Antes da explosão de casos de janeiro, o negacionismo sobre o uso da máscara e a ciência marcaram a campanha de disputa pela sucessão de Arthur Virgílio na Prefeitura de Manaus. O tucano era uma das poucas vozes críticas ao presidente no Amazonas.

O atual prefeito David, durante coletiva de anúncio de sua legenda, em setembro, tirou a máscara alegando que “não pegava esse negócio” ao se referir ao coronavírus. Dois dias depois testou positivo para covid-19 e nas semanas seguintes enfrentou o drama do agravamento de familiares pela doença. Entre os quais, a mãe que morreu vítima de covid-19 e foi enterrada no dia em que ele se elegeu prefeito.

“Manaus tem hoje um prefeito aturdido que aparece em alguns momentos em êxtase religioso e diz que Deus o escolheu e nomeia filhos da elite local. É algo patético e assombroso. Agora, temos a necropolítica nos três níveis de governo em Manaus”, avaliou o cientista social Marcelo Seráfico.

Candidatos a vereadores também usaram como plataforma de campanha o incentivo à circulação de pessoas e o desafio a cientistas que alertaram desde maio risco de uma segunda onda ainda mais grave.

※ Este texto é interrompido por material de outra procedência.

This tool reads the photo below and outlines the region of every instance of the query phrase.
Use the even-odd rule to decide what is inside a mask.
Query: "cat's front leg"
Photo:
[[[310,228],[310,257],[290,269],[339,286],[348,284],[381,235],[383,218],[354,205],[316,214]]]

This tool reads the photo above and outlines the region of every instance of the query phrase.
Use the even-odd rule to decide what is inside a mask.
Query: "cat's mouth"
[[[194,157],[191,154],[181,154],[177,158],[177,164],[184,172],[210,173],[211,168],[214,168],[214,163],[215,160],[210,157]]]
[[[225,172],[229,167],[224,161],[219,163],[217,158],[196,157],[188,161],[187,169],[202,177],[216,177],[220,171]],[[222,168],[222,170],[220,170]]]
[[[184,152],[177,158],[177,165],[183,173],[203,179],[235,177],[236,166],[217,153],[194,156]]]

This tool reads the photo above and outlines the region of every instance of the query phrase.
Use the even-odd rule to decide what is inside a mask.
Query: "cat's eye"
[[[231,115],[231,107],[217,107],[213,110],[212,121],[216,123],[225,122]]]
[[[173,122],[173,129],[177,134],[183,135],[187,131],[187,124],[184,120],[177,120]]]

Um dos mais atacados foi Bernardino Albuquerque, infectologista da FMT (Fundação de Medicina Tropical) e professor de Doenças Infecciosas da Ufam (Universidade Federal) do Amazonas. Ele apontou descontrole na reabertura em Manaus e, após polêmicas, passou recusar entrevistas.

A reabertura após o pico da doença foi tocada pelo governo do Amazonas sem testes em massa e sem rigor no controle do protocolo das medidas de segurança. As igrejas, sob pressão de pastores que integram a política de parlamentares, entraram na primeira fase da reabertura. Igrejas católicas e centro espíritas não aderiam ao decreto.

Em pleno pico da doença em maio, 50 mil trabalhadores da indústria voltaram às fábricas. Ao final do mês, eram mais 1.627 mortos, sem contar a subnotificação.

O incentivo à circulação e desprezo pelo vírus veio também pelas declarações de empresários da área da saúde, que foram a púbico decretar “o fim da pandemia no Amazonas”, como Beto Nicolau, irmão do deputado estadual Ricardo Nicolau, que também concorreu à prefeitura. O pai deles, o ex-deputado Luiz Fernando Nicolau, morreu meses depois da declaração do filho, durante a campanha, vítima de covid-19.

O professor Henrique Pereira, da Ufam (Universidade Federal do Amazonas), é responsável pela organização do Atlas ODS da pandemia no Amazonas e afirma que o negacionismo, a contrainformação, e a falta de acesso à informação são componentes que influenciaram no comportamento da população e no colapso do sistema de saúde.

“O negacionismo tem influência sob dois aspectos: o comportamento pode estar influenciado por uma visão ideológica ou pela ignorância, porque parte da população não tem informação e conhecimento para acompanhar o debate”, disse.

Além disso, Henrique Pereira destaca que o negacionismo esteve presente na tomada de decisão de uma administração que ignorou a ciência no Amazonas.

“Desde o começo a principal orientação e direcionamento do governo de combate à pandemia foi abertura de UTI. Na prática, foi uma estratégia de ‘deixa a doença correr e nós vamos cuidar dos casos graves’”.

“Do meu ponto de vista é necropolítica, que resultou no caso específico de Manaus numa necrópole com o agravante da incompetência do governador que é evidente. Um governador omisso, incompetente e subserviente ao presidente da República. Aliás, é competente na execução da necropolítica. Este quadro se confirma agora com a adesão do prefeito de perspectiva de profunda religiosidade culminada a este patrimonialismo de forjar acesso à vacina.”, disse Seráfico.